Painting Exercise – Mixtures With Lemon
For this exercise a sheet of paper, not more than 15 in. x 11 in. (Quarter Imperial) stained with a light umber wash of oil color is recommended. (This can be done by adding a little umber to some linseed oil and wiping it over the paper with a piece of rag.
It isn’t necessary to use the expensive, purified linseed oil. The cheaper brands from a Five and Ten or a builders’ supplier will do.) Stain at least half a dozen sheets at a time so that they can dry off and be ready for all the exercises.
Mix all the colors with a palette knife, adding a little drier or dilutant to make it malleable. Clean your used brushes after each phase of the exercise.
1. Divide the paper up by drawing with a pencil ten unequal rectangles.
2. Put some white in the center of your palette, making it fluid and malleable. With your brush paint the rectangle in the top left-hand corner. Make each stroke clean and crisp. Don’t continue painting once the brush is emptied of paint. Go back and take up more paint rather than push or smear the paint about.
3. When you have filled in the first rectangle with white, add some lemon to the white left on the palette (if you have used it all, put out some more) and thoroughly fuse them together. Paint, just as I have suggested above, the next rectangle to the white. Anyone will do.
4. Clean off the lemon and white and put to one side. Put pure lemon on the palette and paint the next rectangle adjoining the lemon and white.
5. Add some red to the yellow, mix well and apply to the next rectangle. Make sure your brush is clean.
6. Add white to the red and yellow and paint the next rectangle.
7. Clean off; place to one side and put out some lemon and blue.
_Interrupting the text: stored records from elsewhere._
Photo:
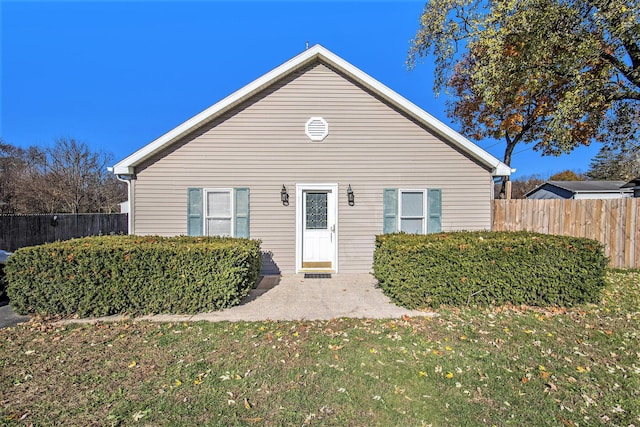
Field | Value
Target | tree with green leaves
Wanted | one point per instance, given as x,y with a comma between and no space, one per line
552,73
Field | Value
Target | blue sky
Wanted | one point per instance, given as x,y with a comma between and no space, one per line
118,74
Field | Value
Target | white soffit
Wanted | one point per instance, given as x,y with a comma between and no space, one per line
127,165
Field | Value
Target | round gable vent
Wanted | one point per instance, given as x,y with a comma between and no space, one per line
316,128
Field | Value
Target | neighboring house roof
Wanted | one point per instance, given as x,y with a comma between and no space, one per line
321,54
567,189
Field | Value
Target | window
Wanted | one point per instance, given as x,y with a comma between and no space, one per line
412,211
218,212
218,208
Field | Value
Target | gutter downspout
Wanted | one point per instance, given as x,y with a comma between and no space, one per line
127,179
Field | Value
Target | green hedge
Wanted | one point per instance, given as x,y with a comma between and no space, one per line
482,268
97,276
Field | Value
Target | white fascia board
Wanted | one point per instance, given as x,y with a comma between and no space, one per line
127,166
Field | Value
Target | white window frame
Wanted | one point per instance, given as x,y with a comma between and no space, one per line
205,206
424,208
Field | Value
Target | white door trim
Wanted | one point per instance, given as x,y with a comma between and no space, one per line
300,188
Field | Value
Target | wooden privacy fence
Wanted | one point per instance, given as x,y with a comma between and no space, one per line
17,231
614,222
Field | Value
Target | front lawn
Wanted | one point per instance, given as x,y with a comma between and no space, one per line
501,366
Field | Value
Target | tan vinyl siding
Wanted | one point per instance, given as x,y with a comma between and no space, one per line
262,145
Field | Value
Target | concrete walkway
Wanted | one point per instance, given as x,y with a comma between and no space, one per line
292,297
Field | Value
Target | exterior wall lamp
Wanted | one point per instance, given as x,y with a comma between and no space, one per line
284,196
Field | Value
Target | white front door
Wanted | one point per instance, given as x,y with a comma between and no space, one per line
318,227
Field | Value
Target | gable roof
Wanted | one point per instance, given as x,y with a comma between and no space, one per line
576,187
321,54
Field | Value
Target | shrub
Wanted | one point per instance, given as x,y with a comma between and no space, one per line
464,268
105,275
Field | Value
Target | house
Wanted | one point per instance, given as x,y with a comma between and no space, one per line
314,158
579,190
634,185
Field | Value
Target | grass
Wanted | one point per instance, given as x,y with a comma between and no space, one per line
498,366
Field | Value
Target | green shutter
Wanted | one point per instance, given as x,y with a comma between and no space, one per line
194,211
241,214
390,210
434,210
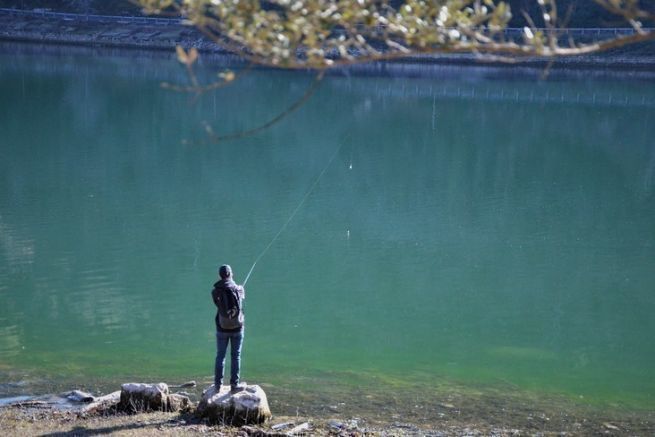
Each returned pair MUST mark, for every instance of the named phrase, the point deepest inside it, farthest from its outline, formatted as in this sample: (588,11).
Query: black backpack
(230,314)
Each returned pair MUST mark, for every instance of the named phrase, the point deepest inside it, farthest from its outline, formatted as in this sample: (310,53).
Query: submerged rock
(79,396)
(248,406)
(137,397)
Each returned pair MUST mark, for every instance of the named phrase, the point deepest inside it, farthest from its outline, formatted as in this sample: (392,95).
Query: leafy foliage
(323,33)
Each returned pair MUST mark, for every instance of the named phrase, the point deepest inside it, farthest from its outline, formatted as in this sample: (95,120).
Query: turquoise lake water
(472,228)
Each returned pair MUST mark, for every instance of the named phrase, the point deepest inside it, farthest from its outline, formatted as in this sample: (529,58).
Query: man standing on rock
(228,298)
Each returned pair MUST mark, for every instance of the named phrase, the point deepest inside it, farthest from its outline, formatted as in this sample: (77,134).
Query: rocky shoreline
(397,412)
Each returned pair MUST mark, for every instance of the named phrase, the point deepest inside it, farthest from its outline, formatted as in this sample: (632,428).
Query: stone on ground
(245,407)
(137,397)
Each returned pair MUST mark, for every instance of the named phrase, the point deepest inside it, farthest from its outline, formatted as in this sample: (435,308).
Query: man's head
(225,271)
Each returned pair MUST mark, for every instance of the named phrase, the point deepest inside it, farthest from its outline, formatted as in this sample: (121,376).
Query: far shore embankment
(164,34)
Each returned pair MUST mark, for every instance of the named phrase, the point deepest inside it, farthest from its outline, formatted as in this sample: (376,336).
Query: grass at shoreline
(391,408)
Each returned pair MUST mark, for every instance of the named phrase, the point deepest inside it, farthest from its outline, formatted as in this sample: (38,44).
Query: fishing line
(302,201)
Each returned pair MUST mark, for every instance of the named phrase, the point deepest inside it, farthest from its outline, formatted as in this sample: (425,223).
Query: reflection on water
(480,230)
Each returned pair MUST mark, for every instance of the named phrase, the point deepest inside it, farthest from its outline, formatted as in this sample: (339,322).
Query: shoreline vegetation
(164,34)
(324,409)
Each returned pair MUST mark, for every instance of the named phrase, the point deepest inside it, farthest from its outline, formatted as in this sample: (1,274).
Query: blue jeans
(222,339)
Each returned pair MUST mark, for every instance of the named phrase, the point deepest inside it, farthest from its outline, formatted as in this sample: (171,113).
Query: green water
(479,230)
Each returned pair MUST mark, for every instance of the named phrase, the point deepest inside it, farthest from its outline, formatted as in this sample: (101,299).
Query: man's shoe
(238,387)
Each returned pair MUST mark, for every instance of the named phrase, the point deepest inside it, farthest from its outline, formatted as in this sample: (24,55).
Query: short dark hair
(225,271)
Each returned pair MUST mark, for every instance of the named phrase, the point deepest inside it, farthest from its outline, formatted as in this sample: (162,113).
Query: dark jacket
(219,287)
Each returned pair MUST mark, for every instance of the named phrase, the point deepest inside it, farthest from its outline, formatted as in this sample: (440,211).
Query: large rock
(137,397)
(245,407)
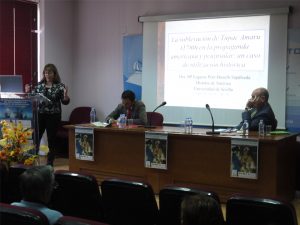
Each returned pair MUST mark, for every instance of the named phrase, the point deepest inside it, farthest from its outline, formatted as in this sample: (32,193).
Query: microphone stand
(213,123)
(150,118)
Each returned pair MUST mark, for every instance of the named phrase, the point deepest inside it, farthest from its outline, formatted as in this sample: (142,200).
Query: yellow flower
(14,145)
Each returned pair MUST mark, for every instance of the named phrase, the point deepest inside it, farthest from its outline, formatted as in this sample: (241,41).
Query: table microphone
(213,123)
(150,119)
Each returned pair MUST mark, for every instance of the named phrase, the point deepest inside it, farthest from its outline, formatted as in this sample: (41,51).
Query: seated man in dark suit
(36,185)
(258,108)
(133,109)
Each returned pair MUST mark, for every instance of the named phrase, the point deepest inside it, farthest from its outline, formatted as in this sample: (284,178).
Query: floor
(63,164)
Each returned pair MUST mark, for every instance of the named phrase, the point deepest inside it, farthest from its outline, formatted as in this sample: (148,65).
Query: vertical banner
(293,81)
(244,158)
(84,143)
(17,110)
(156,145)
(132,63)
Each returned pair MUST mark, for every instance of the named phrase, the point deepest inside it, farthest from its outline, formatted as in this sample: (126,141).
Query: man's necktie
(253,113)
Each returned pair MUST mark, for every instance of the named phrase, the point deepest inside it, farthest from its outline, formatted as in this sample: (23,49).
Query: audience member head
(128,98)
(50,71)
(259,98)
(36,184)
(201,210)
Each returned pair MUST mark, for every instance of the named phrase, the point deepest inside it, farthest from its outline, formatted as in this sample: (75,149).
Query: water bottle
(186,125)
(122,121)
(93,115)
(245,128)
(261,128)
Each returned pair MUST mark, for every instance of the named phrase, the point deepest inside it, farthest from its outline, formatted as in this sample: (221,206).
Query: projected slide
(216,59)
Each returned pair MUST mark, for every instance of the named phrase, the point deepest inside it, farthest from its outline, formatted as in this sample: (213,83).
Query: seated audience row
(128,202)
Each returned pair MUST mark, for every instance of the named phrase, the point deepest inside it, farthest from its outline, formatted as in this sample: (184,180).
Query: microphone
(213,123)
(150,118)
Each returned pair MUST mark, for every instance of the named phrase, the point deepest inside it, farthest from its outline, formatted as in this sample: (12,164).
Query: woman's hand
(27,88)
(66,97)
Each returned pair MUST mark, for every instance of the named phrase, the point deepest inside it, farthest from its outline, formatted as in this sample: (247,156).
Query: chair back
(12,187)
(128,202)
(3,182)
(77,194)
(80,115)
(13,215)
(155,118)
(246,210)
(170,198)
(70,220)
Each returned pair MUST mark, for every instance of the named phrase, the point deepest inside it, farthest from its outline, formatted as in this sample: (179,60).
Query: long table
(194,159)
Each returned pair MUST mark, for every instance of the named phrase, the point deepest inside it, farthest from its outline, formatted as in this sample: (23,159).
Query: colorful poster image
(156,145)
(84,143)
(244,158)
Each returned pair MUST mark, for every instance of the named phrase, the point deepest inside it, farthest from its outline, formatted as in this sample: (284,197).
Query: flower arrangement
(14,145)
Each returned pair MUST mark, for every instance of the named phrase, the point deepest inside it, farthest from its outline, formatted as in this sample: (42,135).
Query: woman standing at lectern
(49,114)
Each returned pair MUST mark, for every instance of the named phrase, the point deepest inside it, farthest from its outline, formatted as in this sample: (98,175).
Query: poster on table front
(156,145)
(244,158)
(84,143)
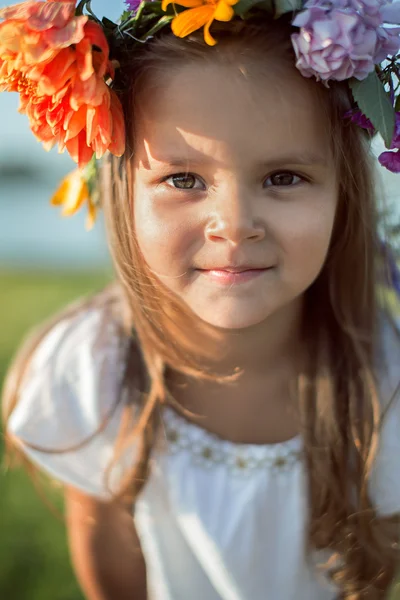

Mix well with your palette knife, adding dilutant if necessary and repeat painting the next rectangle.
8. Add white. Mix well and fill in next rectangle with a
clean brush.
9. Clean off. Put to one side and repeat process with
yellow and umber.
10. Add white to yellow and brown and fill in last
rectangle.
This will be the first step in seeing what the colors can do and how they behave when you apply them. The result will be like an abstract painting of changes of color. You can repeat this exercise as many times as you wish, varying the sizes of the rectangles and the order in which you paint them. You can also vary the amounts of color in mixtures using different proportions of red to yellow, white to red and yellow and so on.
When you have exploited all the possibilities of lemon, repeat the process again by putting out blue first and adding all the other colors and white to it. A quite different result will be obtained. Then do the same with red and then with umber. After you have completed mixing all the colors with each other in turn, you will have a record of what simple mixtures these colors can achieve. To take these mixtures one step farther, try mixing mixtures together. For instance, a red-yellow-white with brown. Or a lemon-blue with red and white and so on. Provided you mix the color mixtures carefully with your palette knife you will get a large range of intermediate tones, subtle greys and tints that you will be able to exploit later.
You can divide your paper into as many rectangles as you like when doing this last exercise and, if you want, divide your paper up into shapes other than rectangles (Fig. 31b).
These exercises will all help you to gain confidence and skill so that by the time you have completed them you will be quite ready to tackle a still life.